ISBN.nu becomes lost and found in Google gaffe

Tips on how to deal constructively with Web site issues

I thought last week that I’d completed my series on ISBN.nu, an online book-price comparison service that gets 135,000 of its pages into Google.com’s index. But that’s before the relationship between the Web service and Google became breaking news.

One day after my Feb. 21 issue revealed that ISBN.nu stores fewer than 4,000 pages on its server — the other 131,000 pages are dynamically generated whenever a search-engine spider (or a human) follows a link — almost all of the site’s pages suddenly disappeared from Google’s index. When I checked the link (reproduced below) that shows the number of ISBN.nu pages that are in Google’s index, the total had dropped to a mere nine.

ISBN.nu Webmaster Glenn Fleishman initially thought that a lower-level functionary at Google had heard about my story and decided to ban the site. That didn’t sit right with Fleishman. He says he’s spoken personally with Google’s top executives over the years. As he describes it, Google has no problem indexing dynamically generated pages, as long as the content a spider sees is exactly the same as a human would see. Many database-driven sites legitimately generate pages upon demand rather than storing every conceivable page on a server’s hard disk.
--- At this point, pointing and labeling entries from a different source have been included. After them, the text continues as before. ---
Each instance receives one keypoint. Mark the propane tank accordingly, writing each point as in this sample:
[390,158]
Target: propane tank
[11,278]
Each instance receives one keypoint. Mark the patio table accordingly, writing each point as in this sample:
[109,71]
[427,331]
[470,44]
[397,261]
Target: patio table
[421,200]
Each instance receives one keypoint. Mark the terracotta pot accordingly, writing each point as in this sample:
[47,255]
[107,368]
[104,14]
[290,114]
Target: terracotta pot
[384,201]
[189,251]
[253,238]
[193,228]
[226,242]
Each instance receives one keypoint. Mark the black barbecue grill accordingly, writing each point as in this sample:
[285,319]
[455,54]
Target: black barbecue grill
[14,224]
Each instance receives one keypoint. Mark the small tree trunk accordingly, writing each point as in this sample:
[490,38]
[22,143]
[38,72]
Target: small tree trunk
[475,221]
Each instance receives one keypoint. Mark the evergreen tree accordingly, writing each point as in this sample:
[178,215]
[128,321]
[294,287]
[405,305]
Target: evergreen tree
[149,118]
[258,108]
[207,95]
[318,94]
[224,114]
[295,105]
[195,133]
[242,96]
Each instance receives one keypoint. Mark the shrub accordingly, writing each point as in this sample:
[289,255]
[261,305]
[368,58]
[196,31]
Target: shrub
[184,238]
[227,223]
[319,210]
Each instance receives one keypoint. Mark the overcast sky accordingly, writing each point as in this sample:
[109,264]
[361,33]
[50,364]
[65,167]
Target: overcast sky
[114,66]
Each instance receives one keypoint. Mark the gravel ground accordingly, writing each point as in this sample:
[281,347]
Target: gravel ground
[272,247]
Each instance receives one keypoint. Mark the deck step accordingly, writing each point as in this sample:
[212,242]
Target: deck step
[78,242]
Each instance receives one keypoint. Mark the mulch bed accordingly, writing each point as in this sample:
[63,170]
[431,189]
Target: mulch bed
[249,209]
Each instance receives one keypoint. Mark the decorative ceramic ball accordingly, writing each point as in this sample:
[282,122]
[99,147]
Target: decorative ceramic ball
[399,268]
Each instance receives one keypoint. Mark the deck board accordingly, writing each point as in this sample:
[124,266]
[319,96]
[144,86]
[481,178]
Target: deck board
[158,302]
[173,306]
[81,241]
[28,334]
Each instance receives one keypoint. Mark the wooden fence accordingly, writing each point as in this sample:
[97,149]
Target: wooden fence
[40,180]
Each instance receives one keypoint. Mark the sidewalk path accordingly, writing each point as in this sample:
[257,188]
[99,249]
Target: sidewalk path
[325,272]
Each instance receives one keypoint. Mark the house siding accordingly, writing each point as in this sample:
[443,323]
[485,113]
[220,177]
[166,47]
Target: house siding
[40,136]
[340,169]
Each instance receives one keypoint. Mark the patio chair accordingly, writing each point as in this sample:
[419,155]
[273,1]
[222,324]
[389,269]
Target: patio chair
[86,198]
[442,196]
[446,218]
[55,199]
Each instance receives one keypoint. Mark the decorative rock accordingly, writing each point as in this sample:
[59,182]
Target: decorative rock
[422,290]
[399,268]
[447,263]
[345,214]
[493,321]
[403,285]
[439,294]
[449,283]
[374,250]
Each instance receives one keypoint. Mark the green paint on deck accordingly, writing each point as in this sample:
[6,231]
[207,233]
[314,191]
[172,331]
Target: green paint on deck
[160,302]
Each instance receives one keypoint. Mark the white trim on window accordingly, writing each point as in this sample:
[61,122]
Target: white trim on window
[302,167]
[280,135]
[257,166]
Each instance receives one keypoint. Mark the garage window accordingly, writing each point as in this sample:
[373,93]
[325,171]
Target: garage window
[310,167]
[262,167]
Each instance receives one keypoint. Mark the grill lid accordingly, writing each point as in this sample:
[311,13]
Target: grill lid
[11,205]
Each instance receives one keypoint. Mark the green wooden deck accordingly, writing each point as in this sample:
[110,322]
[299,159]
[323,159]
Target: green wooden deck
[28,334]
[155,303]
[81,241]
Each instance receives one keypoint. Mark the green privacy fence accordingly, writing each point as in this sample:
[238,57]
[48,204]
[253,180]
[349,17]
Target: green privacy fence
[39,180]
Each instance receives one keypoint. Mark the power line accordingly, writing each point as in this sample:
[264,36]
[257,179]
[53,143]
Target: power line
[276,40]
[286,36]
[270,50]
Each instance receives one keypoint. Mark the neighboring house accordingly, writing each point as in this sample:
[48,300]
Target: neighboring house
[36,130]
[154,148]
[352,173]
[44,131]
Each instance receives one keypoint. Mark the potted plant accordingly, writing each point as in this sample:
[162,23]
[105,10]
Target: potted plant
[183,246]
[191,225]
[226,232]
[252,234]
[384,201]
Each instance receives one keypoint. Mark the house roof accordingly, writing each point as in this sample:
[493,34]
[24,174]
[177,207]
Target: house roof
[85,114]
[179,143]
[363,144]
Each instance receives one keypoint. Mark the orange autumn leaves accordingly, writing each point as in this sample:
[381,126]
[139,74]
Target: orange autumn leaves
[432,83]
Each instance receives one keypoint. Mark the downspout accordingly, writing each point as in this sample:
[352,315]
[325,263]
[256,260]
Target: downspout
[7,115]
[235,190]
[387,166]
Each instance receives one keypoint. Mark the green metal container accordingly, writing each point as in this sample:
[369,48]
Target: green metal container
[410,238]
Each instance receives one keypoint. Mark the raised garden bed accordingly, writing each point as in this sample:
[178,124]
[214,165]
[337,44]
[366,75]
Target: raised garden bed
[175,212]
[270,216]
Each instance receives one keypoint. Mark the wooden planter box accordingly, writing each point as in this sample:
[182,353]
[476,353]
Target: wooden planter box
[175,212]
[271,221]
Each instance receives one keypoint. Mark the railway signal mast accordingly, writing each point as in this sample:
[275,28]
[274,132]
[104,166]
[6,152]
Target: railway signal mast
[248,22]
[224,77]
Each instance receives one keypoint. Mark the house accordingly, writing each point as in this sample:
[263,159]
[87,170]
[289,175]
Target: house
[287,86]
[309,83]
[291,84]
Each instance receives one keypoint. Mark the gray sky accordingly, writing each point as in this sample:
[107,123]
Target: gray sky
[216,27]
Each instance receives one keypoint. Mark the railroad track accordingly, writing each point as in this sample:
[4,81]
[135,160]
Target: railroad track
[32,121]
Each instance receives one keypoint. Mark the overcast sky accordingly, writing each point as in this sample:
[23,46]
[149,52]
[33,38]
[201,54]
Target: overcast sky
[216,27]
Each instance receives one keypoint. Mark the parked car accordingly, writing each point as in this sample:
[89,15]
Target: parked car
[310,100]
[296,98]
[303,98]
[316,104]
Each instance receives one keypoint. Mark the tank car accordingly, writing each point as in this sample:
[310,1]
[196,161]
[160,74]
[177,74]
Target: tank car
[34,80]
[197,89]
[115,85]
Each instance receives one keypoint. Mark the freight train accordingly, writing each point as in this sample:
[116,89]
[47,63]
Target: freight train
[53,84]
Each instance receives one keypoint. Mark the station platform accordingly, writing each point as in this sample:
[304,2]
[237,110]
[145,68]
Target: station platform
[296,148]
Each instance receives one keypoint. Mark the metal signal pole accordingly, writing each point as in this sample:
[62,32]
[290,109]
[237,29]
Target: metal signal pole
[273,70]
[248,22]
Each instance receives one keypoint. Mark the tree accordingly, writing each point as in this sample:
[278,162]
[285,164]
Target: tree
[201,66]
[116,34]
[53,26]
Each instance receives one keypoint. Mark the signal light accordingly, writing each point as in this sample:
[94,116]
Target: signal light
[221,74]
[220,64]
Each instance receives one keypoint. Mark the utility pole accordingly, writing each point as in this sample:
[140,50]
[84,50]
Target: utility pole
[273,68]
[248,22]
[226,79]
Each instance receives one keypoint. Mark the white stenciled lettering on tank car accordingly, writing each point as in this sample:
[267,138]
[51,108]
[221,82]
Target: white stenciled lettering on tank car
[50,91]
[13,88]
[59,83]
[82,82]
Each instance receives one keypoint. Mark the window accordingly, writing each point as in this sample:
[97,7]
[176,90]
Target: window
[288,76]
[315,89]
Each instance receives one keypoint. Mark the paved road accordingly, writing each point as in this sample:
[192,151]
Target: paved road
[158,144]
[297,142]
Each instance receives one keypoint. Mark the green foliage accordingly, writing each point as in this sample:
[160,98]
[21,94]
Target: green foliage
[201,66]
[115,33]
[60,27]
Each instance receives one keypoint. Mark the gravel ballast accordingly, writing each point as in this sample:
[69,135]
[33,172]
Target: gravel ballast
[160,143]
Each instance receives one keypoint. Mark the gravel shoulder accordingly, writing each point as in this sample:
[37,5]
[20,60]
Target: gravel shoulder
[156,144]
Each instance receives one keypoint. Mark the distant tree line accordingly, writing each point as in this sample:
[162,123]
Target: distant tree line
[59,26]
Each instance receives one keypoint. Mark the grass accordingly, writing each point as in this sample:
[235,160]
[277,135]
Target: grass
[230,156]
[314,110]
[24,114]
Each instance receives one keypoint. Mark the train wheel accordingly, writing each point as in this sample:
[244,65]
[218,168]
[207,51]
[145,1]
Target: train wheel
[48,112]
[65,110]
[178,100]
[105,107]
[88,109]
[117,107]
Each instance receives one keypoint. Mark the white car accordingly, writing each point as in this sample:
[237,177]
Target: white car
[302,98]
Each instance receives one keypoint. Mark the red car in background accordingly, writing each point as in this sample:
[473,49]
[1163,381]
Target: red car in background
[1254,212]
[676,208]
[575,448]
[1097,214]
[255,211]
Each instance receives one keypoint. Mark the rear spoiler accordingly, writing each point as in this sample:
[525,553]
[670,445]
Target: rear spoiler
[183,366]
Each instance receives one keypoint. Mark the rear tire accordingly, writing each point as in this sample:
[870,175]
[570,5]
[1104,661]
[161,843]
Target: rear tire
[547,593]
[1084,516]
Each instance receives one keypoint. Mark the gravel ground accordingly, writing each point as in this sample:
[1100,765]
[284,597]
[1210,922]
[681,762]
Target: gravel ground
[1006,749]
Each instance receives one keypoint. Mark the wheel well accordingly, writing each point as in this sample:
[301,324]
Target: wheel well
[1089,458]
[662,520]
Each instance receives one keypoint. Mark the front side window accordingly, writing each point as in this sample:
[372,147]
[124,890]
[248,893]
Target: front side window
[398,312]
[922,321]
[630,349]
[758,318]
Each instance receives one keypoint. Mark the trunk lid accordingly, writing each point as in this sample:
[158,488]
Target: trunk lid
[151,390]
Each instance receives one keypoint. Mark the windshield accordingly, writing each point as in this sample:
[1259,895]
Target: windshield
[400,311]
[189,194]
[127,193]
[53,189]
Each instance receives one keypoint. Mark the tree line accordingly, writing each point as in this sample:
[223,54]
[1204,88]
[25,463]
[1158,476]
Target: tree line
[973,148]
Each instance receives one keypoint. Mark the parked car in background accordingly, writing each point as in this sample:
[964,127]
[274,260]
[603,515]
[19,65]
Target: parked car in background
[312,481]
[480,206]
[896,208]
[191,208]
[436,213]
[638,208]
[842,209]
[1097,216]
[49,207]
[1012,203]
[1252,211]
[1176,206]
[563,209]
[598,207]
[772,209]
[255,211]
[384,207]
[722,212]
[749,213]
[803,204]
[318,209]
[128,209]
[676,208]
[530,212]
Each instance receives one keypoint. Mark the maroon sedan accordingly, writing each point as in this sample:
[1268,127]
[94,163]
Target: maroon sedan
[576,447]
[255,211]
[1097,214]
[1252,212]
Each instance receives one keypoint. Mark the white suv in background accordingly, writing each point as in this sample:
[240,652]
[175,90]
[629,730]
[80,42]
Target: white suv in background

Fortunately, the outage was caused by an error in a software routine at Google. The search engine company assures me that ISBN.nu’s pages will return to the Google index within days, if they haven’t by the time you read this.

How Fleishman handled the problem, however, gives us a valuable tutorial. At the same time, the outage reveals how a relatively new “banning” algorithm at Google works. Here’s the story:

1. OPEN COMMUNICATION. When Fleishman noticed on March 6 that his pages were missing from the Google index, he sent polite but concerned e-mails to his contacts at the search engine, who he’d previously met.

2. PRESS RELATIONS. Fleishman notified me of the problem, after which I sent a separate e-mail to my contacts at Google (on whom I’d paid a courtesy call by coincidence early in February) asking for clarification.

3. ANALYSIS. When a Google spokesman replied that the missing pages were merely caused by a technical glitch, not a political decision, Fleishman analyzed the situation and found that no changes were needed in his database design.

The problem? Each price-comparison page at ISBN.nu includes links to as many as nine different bookstores. With 135,000 pages indexed, that adds up to a lot of links. And each link contains essential affiliate code-strings so ISBN.nu can earn a commission if a user winds up buying a book.

As Google’s Nate Tyler puts it, “The problem appears to have something to do with the large number of affiliate redirects, which set off some of our automated technology.” That means a Google software routine guessed that ISBN.nu was a “link farm.” This is a bogus Web ring in which hundreds of sites create hundreds of links to each other, trying to fool Google’s well-known “link popularity” system.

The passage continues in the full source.